When a notice under Section 153A is issued, it enables the department to carry out re-assessment or assessment with respect to the six immediate prior years and the year in which the search is carried out. This does not require any incriminating material recovered on search relating to those prior years; in which there is no time left, on the date of search, for an assessment under Section 143. The provision under Section 153A is a non obstante clause having overriding effect over Sections 139, 147, 158, 149, 151 and 153. The intention of the legislature is to enable assessment, if it has not been regularly done in any of the previous years, or to re-initiate assessment in case there is already proceedings pending or to re-assess in the case of completed assessments; if the search under Section 132 reveals material pointing to a practice of suppression of income from taxation. These materials need not necessarily be that relevant to the previous six years since a practice of suppression detected in the subject year permits a like presumption to be drawn in the earlier six years too; on best judgment with reference to the business or profession carried on by the assessee. We have also held in Commissioner of Income Tax v.  Orma Marble Palace P(Ltd) [ITA 19 of 2011] that a dishonest assessee would not keep evidence of his dishonesty to be discovered after a long time or even a short time. Hence there is no assumption possible that in any of the prior years in which assessments were not regularly completed and the time for the same has expired, there could be additions only on the basis of materials recovered relevant to those years. The returns filed in pursuance to a notice under Section 153A is also to be treated as a return filed under Section 139. Hence, we cannot agree with the Tribunal that the assessments carried out under Section 153A for the prior years in which the due date for notice under Section 143(2) has expired, can only be with reference to incriminating materials recovered on search.

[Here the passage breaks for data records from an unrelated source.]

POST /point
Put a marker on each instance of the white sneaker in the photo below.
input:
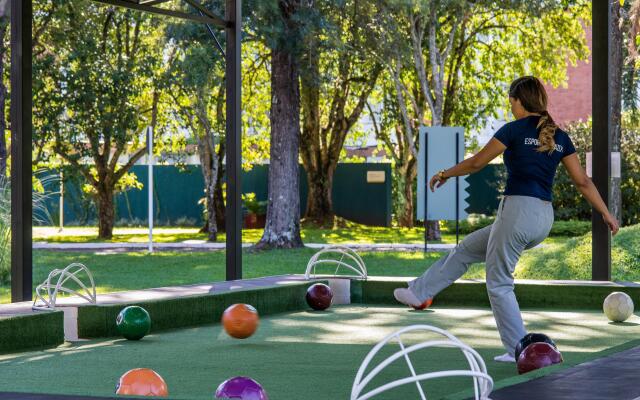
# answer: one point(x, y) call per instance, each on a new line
point(506, 357)
point(406, 296)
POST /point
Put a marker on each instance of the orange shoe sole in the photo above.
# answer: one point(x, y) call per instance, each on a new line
point(424, 305)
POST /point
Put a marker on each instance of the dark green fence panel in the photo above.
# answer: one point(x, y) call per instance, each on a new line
point(485, 189)
point(352, 194)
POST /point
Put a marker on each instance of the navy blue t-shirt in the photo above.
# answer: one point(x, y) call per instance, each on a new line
point(530, 172)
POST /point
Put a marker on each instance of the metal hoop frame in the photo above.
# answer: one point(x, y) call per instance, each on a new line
point(47, 292)
point(342, 256)
point(482, 381)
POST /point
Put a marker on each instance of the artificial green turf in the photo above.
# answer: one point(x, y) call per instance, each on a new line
point(474, 293)
point(139, 270)
point(99, 320)
point(301, 355)
point(41, 329)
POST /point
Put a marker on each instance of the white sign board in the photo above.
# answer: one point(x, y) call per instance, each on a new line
point(439, 144)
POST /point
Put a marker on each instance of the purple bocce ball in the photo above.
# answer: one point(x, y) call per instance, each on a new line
point(242, 388)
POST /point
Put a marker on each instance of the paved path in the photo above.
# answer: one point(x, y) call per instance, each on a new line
point(206, 246)
point(612, 377)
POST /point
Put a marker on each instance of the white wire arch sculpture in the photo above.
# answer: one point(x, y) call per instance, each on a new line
point(340, 256)
point(47, 292)
point(482, 381)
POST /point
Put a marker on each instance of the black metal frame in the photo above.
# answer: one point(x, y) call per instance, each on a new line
point(21, 130)
point(601, 138)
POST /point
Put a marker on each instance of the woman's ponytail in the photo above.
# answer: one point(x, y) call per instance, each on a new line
point(533, 97)
point(547, 131)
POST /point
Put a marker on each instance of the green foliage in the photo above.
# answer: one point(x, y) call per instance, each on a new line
point(491, 44)
point(251, 203)
point(572, 259)
point(569, 203)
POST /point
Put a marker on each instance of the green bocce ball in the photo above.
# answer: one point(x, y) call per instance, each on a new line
point(133, 322)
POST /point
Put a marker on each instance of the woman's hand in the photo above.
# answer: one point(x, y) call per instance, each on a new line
point(436, 182)
point(612, 222)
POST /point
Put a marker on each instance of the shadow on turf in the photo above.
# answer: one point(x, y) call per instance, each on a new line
point(624, 323)
point(421, 311)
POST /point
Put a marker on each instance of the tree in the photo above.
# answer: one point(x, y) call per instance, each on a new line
point(448, 62)
point(340, 67)
point(96, 79)
point(281, 23)
point(616, 62)
point(196, 74)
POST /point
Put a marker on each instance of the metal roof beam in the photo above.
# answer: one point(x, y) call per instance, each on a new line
point(163, 11)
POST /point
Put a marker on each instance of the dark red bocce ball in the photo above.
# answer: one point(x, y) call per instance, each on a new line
point(538, 355)
point(319, 296)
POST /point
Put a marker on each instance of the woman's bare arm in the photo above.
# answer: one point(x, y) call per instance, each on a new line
point(588, 190)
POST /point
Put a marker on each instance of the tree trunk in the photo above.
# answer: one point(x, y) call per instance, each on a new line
point(218, 198)
point(615, 63)
point(282, 228)
point(4, 24)
point(319, 202)
point(319, 205)
point(210, 174)
point(106, 212)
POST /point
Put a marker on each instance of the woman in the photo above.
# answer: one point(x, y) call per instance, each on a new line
point(533, 146)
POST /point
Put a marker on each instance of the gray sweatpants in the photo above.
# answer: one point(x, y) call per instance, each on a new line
point(522, 222)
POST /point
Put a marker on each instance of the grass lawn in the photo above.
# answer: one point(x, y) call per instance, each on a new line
point(560, 258)
point(359, 234)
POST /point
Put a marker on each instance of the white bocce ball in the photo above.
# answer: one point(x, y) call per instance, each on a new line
point(618, 306)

FULL TEXT OF THE HIGH COURT ORDER / JUDGEMENT

These appeals arise from the order of the Tribunal, which dealt with an assessment under Section 153A of the Income Tax Act,1961 (hereinafter referred to as ‘the Act’) for six plus one years, the last year being the year in which the search was conducted under Section 132. There were a number of issues arising before the Tribunal all of which except two, does not survive as of now, for reason of the revenue having not challenged certain issues before the Tribunal as also on the basis of the order passed giving effect to the order of the Tribunal. We would first look at the issues which do not survive for finalisation of the assessment for completeness.

2. One of the issues raised was on gifts received from friends for the assessment years 2003-04 to 2004-05. The Tribunal had remanded the matter to be considered by the Assessing Officer. The learned counsel for the assessee submits that the said individual gifts were considered and those which were proved were allowed by the Assessing Officer and others were added back to the income.